Gate 19B, off National Road to Wright-Patterson’s Area B, will be closed for a two-phase construction project starting Monday to Sept. 29, except for morning inbound traffic.
Those driving on to the base from 6 to 9 a.m. Monday through Friday may still use the gate. Those leaving the base should use another gate, gate 1B, leading to Springfield Street in Riverside.
Work starts Monday, said Scott Kopittke, branch chief of project management for the 88th Air Base Wing at Wright Patterson.
“It will be open from 6 a.m. to 9 a.m. throughout the duration of the project, for incoming traffic only,” Kopittke said in an interview.
The project aims to add safety features to the area around the gate. It will also add directional signage to help the flow of traffic through the gate and it will also replace the final “denial barriers” that can stop motorists who aren’t permitted on the installation.
The current denial barriers are at the end of their service lives and will be replaced by “modern pieces of equipment,” he said.
A denial barrier can be activated to pop up should a driver attempt to drive past security personnel at the gate without authorization. A button within the guard shack activates the barrier, raising the physical barrier.
“It would deter them by running into it or it would deter them by seeing something that they do not want to run into,” Kopittke said.
Traffic at base gates has increased since President Trump signed executive orders earlier this year returning military and federal workers to workplaces.
With about 38,000 employees, Wright-Patterson’s working population has doubled in the past two decades, making the base the biggest concentration of employment in a single location in the state of Ohio.
Base security personnel at gates deal with 325 to 375 vehicles per hour, the base said on a website FAQ.
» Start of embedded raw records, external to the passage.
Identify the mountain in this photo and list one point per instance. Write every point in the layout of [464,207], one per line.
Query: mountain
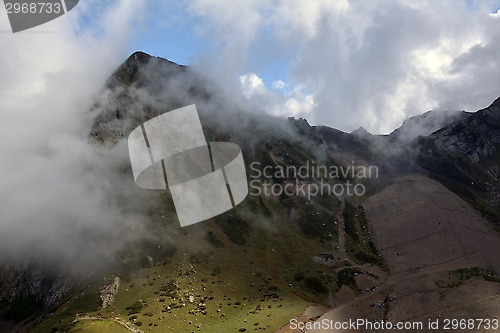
[415,242]
[426,124]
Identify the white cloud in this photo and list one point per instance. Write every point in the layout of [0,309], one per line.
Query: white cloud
[279,103]
[52,186]
[370,64]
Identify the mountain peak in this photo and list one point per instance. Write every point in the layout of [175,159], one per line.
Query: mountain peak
[496,103]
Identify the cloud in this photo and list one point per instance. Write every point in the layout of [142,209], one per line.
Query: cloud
[370,64]
[55,186]
[279,102]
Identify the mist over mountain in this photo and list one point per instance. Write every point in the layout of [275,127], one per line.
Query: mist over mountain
[400,244]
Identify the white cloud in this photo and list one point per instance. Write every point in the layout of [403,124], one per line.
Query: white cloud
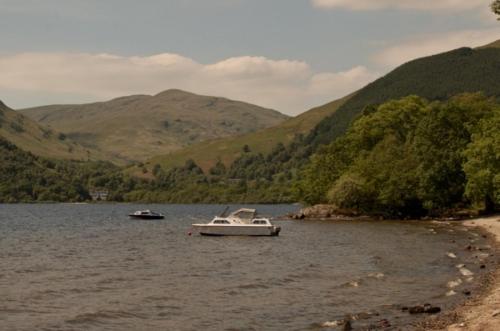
[285,85]
[449,5]
[426,45]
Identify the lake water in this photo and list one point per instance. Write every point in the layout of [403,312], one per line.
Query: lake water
[90,267]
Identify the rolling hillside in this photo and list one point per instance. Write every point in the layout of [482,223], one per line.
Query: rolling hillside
[140,126]
[207,153]
[436,77]
[30,136]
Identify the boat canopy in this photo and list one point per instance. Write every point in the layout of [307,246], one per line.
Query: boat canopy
[244,214]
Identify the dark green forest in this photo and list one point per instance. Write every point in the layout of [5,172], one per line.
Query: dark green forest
[412,157]
[25,177]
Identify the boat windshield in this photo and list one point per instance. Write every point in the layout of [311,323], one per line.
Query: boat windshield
[245,214]
[260,222]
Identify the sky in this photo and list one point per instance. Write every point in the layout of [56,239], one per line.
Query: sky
[289,55]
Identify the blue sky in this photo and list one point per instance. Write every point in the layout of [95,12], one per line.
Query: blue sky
[285,54]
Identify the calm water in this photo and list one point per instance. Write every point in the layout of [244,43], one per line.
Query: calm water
[90,267]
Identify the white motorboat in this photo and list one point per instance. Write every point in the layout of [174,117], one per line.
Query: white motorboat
[243,222]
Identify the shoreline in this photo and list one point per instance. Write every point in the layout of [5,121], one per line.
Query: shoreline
[482,312]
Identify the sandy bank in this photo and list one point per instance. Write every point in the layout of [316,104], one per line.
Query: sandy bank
[483,313]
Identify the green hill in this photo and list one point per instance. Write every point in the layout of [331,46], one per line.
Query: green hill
[495,44]
[206,154]
[436,77]
[30,136]
[140,126]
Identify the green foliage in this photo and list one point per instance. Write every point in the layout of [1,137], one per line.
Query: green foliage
[437,77]
[25,177]
[482,167]
[410,157]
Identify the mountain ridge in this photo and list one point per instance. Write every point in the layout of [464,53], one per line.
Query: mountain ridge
[30,136]
[139,126]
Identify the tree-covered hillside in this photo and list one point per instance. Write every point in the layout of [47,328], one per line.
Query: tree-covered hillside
[412,157]
[437,77]
[25,177]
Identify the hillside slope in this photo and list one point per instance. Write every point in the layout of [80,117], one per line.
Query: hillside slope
[140,126]
[206,154]
[30,136]
[436,77]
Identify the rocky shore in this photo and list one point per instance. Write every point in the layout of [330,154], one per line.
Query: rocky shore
[481,313]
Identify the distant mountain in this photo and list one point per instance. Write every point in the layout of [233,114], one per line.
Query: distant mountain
[436,77]
[140,126]
[495,44]
[30,136]
[207,153]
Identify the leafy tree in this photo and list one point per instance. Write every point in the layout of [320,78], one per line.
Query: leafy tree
[483,163]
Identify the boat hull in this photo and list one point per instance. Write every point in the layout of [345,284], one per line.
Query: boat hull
[237,230]
[147,217]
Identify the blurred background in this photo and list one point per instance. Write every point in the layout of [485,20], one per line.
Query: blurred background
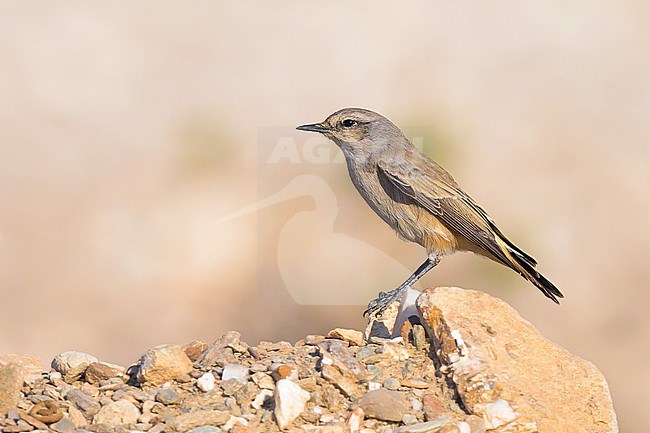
[153,189]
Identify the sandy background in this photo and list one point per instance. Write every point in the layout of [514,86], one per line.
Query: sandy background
[129,131]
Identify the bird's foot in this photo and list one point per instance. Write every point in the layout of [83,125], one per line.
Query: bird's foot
[378,305]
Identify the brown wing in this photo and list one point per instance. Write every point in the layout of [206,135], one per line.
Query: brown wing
[448,203]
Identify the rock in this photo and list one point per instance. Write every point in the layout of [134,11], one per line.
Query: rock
[187,421]
[72,365]
[235,371]
[77,417]
[345,383]
[46,411]
[117,413]
[64,425]
[84,402]
[354,421]
[194,349]
[206,382]
[432,407]
[168,397]
[205,429]
[11,382]
[509,374]
[391,384]
[31,366]
[384,405]
[425,427]
[162,364]
[290,402]
[352,336]
[283,371]
[221,352]
[98,371]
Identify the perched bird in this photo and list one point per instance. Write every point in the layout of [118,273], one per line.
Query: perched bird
[418,199]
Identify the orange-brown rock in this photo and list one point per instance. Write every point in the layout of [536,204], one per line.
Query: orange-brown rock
[506,372]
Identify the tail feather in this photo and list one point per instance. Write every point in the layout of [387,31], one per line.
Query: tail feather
[526,269]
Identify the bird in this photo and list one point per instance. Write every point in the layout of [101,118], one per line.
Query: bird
[419,199]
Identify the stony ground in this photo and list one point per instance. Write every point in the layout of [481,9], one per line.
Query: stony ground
[337,383]
[462,362]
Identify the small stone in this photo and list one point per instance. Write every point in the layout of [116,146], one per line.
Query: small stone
[117,413]
[475,423]
[391,383]
[350,335]
[183,378]
[194,349]
[206,382]
[354,420]
[344,383]
[384,405]
[32,370]
[235,371]
[98,371]
[419,337]
[432,407]
[162,364]
[205,429]
[221,352]
[415,383]
[450,428]
[46,411]
[290,402]
[11,382]
[199,418]
[84,402]
[263,380]
[498,413]
[283,371]
[64,425]
[168,397]
[261,398]
[33,421]
[76,417]
[233,421]
[409,418]
[72,365]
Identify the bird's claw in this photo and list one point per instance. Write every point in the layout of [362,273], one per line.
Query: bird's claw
[383,300]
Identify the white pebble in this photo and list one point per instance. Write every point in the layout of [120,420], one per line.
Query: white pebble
[206,382]
[235,371]
[290,400]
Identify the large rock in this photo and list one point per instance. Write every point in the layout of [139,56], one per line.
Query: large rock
[72,365]
[163,363]
[508,373]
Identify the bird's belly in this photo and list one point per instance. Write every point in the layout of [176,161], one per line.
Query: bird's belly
[415,224]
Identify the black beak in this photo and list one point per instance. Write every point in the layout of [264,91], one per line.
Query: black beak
[314,127]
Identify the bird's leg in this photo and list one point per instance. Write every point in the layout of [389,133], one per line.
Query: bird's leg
[386,298]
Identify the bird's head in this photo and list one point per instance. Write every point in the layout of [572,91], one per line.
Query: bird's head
[358,132]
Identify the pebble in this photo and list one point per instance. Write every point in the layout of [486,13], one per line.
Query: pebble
[98,371]
[352,336]
[235,371]
[162,364]
[117,413]
[391,383]
[84,402]
[11,382]
[290,402]
[168,397]
[72,365]
[384,405]
[206,382]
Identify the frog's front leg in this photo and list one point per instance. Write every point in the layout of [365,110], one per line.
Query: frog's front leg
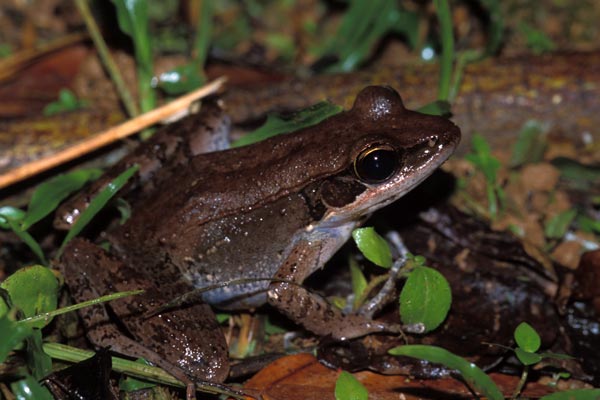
[310,310]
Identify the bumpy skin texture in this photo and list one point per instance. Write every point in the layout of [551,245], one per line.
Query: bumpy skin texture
[278,210]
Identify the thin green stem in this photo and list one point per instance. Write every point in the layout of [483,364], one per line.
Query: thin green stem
[107,60]
[521,383]
[445,19]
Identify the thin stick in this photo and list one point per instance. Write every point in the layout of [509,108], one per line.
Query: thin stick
[109,136]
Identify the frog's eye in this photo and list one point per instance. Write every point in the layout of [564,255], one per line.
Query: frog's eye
[376,164]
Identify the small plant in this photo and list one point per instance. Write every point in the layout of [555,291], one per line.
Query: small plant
[67,101]
[347,387]
[528,343]
[425,297]
[481,157]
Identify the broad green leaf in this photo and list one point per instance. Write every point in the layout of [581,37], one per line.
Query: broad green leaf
[473,375]
[373,246]
[276,125]
[33,290]
[557,226]
[347,387]
[527,357]
[575,394]
[359,282]
[12,334]
[39,362]
[51,193]
[425,298]
[530,145]
[30,389]
[527,338]
[97,203]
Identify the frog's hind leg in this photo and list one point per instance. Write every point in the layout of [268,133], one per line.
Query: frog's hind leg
[182,341]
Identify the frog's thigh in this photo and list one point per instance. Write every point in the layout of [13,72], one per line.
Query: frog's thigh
[185,342]
[308,309]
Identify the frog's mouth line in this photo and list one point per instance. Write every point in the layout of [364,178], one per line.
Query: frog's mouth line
[375,196]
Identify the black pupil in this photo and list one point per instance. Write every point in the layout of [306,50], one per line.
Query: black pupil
[376,165]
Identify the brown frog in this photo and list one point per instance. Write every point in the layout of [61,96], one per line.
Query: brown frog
[276,209]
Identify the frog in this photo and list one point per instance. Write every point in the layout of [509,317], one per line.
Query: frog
[269,214]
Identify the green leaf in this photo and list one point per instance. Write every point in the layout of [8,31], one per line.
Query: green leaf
[526,357]
[438,107]
[364,24]
[132,16]
[29,389]
[481,157]
[575,394]
[578,175]
[557,226]
[359,282]
[130,384]
[97,203]
[347,387]
[51,193]
[527,338]
[12,213]
[34,290]
[27,239]
[276,125]
[588,224]
[425,298]
[67,101]
[181,79]
[473,375]
[271,328]
[373,246]
[556,356]
[12,334]
[530,145]
[447,57]
[39,362]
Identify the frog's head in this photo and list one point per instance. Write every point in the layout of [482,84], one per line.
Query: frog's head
[391,151]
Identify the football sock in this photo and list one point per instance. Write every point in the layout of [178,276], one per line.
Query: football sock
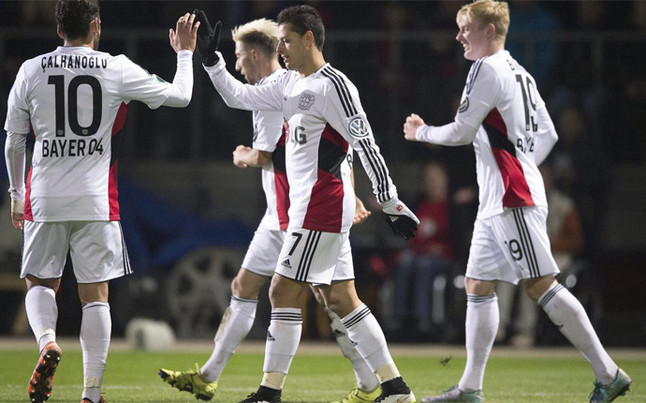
[567,313]
[42,313]
[283,337]
[481,325]
[234,327]
[366,379]
[370,342]
[96,327]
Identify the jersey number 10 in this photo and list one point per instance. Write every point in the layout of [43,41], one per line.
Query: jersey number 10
[72,104]
[528,89]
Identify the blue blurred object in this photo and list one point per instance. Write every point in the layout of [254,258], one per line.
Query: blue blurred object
[158,234]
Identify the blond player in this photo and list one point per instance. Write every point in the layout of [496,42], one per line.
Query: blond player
[504,117]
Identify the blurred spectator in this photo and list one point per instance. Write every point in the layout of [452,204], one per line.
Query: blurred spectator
[518,320]
[34,13]
[429,254]
[529,40]
[581,170]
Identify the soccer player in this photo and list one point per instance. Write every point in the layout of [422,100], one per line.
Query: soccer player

“We anticipated an increase in traffic following the return-to-work executive order and took steps to facilitate the flow through our gates and entry control points,” Col. Sean Brazel, 88th Mission Support Group commander, said in response to questions from the Dayton Daily News in March. “Currently, we estimate several thousand additional vehicles are entering Wright Patterson Air Force Base each day.”
But after 9 a.m., traffic into the base tends to lessen considerably.